I take out my ridiculous contacts and scrub off all the makeup in the shower. I feel better once I'm the normal Clove that I'm used to. I place my hands on the edge of the sink and breath deeply. I can wait until the games, I can hold it in until the games. I look up into the mirror, seeing the reflection of the deep yellow bath lights. I see my eyes, lightened with anger, then I see my freckles and my dark brown hair. The same hair colour as Marvel. I need to ask him about my father. He must know something. They must be related somehow, I mean...they have the same last name and all.
Eventually I climb into my plush bed and sink under the covers. The room is spectacular, even more beautiful than the train. And there is a window on the wall, that shows me anything I want to see. Right now I see the stars and the constellations Cato taught me. He said before his mother died, she taught him about stars. I could tell then that he really missed her, my heart aches in sorrow for him. That he lost something so wonderful. I wonder what my life would have been like, if my relationship with my mother had been different. I used to lie awake at night and wonder why she did those things to me. Why she hurt me. Then I realized that I couldn't change anything and I need to move on. So I did. Or at least I thought I did.

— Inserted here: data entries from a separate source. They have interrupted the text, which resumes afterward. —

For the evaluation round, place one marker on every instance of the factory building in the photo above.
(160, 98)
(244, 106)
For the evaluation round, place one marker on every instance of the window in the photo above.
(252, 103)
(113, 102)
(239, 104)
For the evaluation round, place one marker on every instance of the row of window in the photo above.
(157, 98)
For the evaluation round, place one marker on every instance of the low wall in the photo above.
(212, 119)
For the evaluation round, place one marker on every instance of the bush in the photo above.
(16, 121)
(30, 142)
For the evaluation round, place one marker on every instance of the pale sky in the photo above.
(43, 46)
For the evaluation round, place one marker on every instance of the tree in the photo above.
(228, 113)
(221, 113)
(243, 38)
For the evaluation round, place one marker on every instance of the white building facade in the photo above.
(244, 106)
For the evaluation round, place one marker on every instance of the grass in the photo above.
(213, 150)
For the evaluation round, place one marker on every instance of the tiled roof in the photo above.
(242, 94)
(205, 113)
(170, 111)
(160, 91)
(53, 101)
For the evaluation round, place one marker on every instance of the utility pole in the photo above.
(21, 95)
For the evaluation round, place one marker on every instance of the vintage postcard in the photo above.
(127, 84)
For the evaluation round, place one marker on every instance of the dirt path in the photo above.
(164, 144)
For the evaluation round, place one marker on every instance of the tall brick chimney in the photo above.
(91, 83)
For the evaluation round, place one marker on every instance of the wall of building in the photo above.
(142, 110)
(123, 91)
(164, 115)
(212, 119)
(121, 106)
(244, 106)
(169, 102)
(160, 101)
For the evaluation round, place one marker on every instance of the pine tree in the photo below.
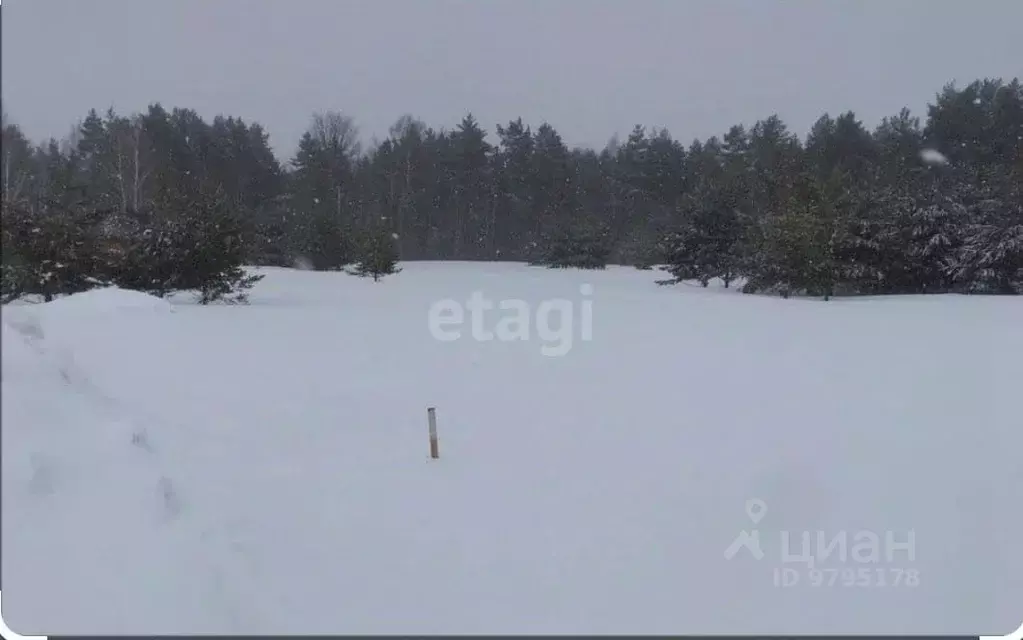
(376, 253)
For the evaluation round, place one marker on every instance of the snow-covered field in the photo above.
(169, 467)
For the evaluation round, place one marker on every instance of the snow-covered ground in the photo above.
(174, 468)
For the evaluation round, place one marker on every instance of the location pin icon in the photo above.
(756, 509)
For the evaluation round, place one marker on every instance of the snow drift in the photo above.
(265, 469)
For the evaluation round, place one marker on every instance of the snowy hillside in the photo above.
(177, 468)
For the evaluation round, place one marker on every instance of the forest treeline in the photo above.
(165, 200)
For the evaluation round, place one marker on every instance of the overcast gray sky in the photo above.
(591, 67)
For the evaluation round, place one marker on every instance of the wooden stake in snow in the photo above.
(434, 450)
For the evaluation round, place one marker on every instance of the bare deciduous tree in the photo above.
(337, 132)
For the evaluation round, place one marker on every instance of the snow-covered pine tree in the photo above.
(375, 253)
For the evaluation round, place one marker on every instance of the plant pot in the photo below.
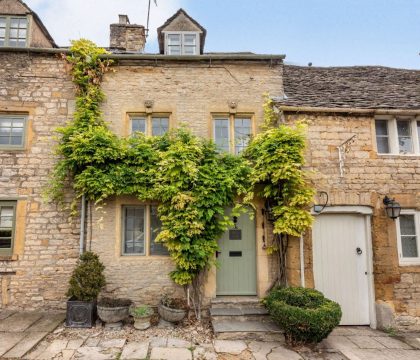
(171, 315)
(81, 314)
(142, 323)
(113, 314)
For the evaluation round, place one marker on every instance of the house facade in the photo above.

I stay awake in the dark for a while until I hear someone slip into my room. He pulls back the covers and sinks down beside me, into the bed. He pulls me close to him and kisses the top of my head. In that moment my anger and my sadness vanishes. Only my love is left. Such a sappy thing, but I can't deny how I feel.
I love him. I love Cato Skinner. I've never loved in my life, the way I love him. I fall asleep in his arms and he makes me sleep soundly. Because I know he is here to protect me and he makes me feel safe. He is the only reason I could ever be safe here.
A/N: Katniss and Peeta better watch their backs!
Specially when Cato and Clove hate them that much, I'd be scared if I were them!